Painting by Richard Westall

The Reconciliation of Helen and Paris After His Defeat by Menelaus is an 1805 history painting by the British artist Richard Westall. It depicts a scene from the poem the Iliad by the Ancient Greek writer Homer. Following her lover Paris's defeat in the Trojan Wars at the hands of her husband Menelaus, King of Sparta, Helen is reconciled with him thanks to the intervention of Aphrodite.

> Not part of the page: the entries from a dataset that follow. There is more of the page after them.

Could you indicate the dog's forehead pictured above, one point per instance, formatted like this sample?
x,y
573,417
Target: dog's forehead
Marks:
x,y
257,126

It was displayed at the Royal Academy's 1805 Summer Exhibition at Somerset House. It was one of two paintings commissioned by the art collector Thomas Hope, with Helen being modelled on a statue in his collection. Hope was a close friend of another of Westall's major patrons Richard Payne Knight who owned nine of his paintings. Today it is in the collection of the Tate Britain in Pimlico, having been acquired in 1956.

==Bibliography==
- Clarke, Michael & Penny, Nicholas. The Arrogant Connoisseur: Richard Payne Knight, 1751-1824. Manchester University Press, 1982.
- Flaum, Eric & Pandy, David. The Encyclopedia of Mythology. Courage Books, 1993.
- Waywell, Geoofrey B. The Lever and Hope Sculptures. Mann, 1986.